When my grandmother, my mother’s mom, who was our mom for long time after my mother left, then also left us at the age of 96, we had to clean out her house out and we found in her closet over 100 pairs of shoes she had collected. Apparently shoes were her compulsion and indulgence. There were pumps, flats, and espadrilles in every color to match every one of her outfits.  We donated them because that is what she would have wanted, so someone else could have some shoes. It is funny how shoes can become such a very important part of your life.
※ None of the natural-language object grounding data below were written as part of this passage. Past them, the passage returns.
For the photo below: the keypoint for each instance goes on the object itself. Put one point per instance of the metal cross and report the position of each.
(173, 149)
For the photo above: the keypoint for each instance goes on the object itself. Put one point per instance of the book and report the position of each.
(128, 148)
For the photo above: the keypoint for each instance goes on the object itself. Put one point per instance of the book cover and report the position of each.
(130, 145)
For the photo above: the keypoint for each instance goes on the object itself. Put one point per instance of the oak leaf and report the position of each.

For a large part of my career had to visit Washington DC a lot. One day when I had some free time I visited the United States Holocaust Memorial Museum. There is hall there and when you walk through it, it is very hard not to cry. It contains 1,000 shoes of the people who died in that atrocity.  I defy anyone who walks through that room and doesn’t have some sense of emotion about the senseless  maasacre of so many innocents…and how they stole their shoes.  Along with death, the ultimate humiliation.
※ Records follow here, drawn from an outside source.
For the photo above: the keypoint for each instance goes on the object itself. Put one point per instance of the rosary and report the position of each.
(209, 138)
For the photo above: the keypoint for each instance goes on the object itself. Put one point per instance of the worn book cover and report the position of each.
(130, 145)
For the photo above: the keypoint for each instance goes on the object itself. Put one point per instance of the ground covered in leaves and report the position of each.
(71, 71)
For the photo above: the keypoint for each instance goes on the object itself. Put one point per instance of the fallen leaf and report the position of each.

I used to be very embarrassed about my shoes because I don't spend a lot of money on them or keep them up but I’m not now. I consider myself very lucky that I have three pairs. I have a pair of “gym” shoes that I rarely use, a pair of casual brown shoes that look a lot like bowling shoes, and, of course, a pair of black wing tips. 

I’m very fortunate that I can get up each morning and put my feet into one set or another.  I have never had to worry about not having shoes. 

I wish everyone here and done could feel that way too.